カンポンはマレー系の民族の村落共同体です。カンポンの人々の連帯意識はとても強く、血のつながりがなくても、何かにつけ助け合います。このような場所なので、逆によそ者が侵入すると警戒されるような気がします。
市街地を離れて少し郊外へ出るとカンポンが点在しています。
カンポンは川に沿って在ることが多いようです。
(生活の利便性やイスラム教の礼拝前に体を清めるのに川の水を用います。)
カンポンには比較的大きな庭を持つ高床式の住居がポツンポツンと建っています。高床式の家は、通気性が良い、獣や害虫の侵入を防ぐ、スコールによる洪水をしのぐことができる等、熱帯の暮らしに適したスタイルです。どの住居も木造、トタン屋根の質素な家ですが、家の周りや庭はとても広くすっきりしていて綺麗です。

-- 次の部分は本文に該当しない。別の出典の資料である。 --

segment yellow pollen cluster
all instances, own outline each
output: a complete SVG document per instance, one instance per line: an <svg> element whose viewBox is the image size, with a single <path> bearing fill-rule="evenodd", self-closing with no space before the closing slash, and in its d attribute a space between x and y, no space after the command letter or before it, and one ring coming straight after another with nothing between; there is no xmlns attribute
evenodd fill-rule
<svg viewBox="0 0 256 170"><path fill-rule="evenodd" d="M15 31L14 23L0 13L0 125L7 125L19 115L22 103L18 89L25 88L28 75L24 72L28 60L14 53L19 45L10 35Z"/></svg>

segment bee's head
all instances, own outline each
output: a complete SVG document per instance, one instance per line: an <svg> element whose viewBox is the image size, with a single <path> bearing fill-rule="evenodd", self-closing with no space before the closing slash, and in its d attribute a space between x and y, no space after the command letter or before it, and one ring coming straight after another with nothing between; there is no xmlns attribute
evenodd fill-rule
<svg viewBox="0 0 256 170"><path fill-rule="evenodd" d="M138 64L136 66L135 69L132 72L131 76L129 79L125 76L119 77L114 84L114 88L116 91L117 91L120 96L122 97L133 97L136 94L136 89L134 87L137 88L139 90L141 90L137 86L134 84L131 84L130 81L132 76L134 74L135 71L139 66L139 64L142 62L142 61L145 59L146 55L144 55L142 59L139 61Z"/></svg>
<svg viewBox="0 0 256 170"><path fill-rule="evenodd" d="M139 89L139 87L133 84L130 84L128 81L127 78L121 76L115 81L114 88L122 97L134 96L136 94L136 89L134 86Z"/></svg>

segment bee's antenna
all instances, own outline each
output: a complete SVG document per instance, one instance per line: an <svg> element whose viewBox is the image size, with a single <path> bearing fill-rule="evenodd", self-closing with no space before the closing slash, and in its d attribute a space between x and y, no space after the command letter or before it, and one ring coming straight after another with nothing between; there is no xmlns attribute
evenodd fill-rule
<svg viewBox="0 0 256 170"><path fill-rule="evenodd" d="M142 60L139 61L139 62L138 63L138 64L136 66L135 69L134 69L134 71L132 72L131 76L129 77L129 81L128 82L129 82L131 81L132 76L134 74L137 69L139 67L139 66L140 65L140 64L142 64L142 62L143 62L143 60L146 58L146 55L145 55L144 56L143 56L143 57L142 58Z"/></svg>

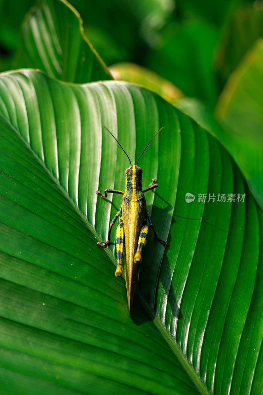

カンポンの中心には必ずカンポン・モスク(村のイスラム教寺院)が建てられています。
集会所、公民館、葬儀所などの役割も兼ねているようです。
マレーシアの近代化は、このようなカンポンに住む貧乏なマレー系の人々が、都会に住む金持ちの中国系の人々と協力しながら、企業のホワイトカラー層を形成していくということのようですが、カンポンのゆったりとした暮らしぶりを見ていると、近代化が必ずしも幸せとは感じられません。
カンポンの家庭には子供が4~5人いるのが普通で、都会の家庭の2倍ほどです。子供が多いカンポンの人々の方が豊かで幸福なんじゃないかと思うことがあります。のどかで、人間味あふれるカンポンがいつまでも生き続けることを願いたいものです。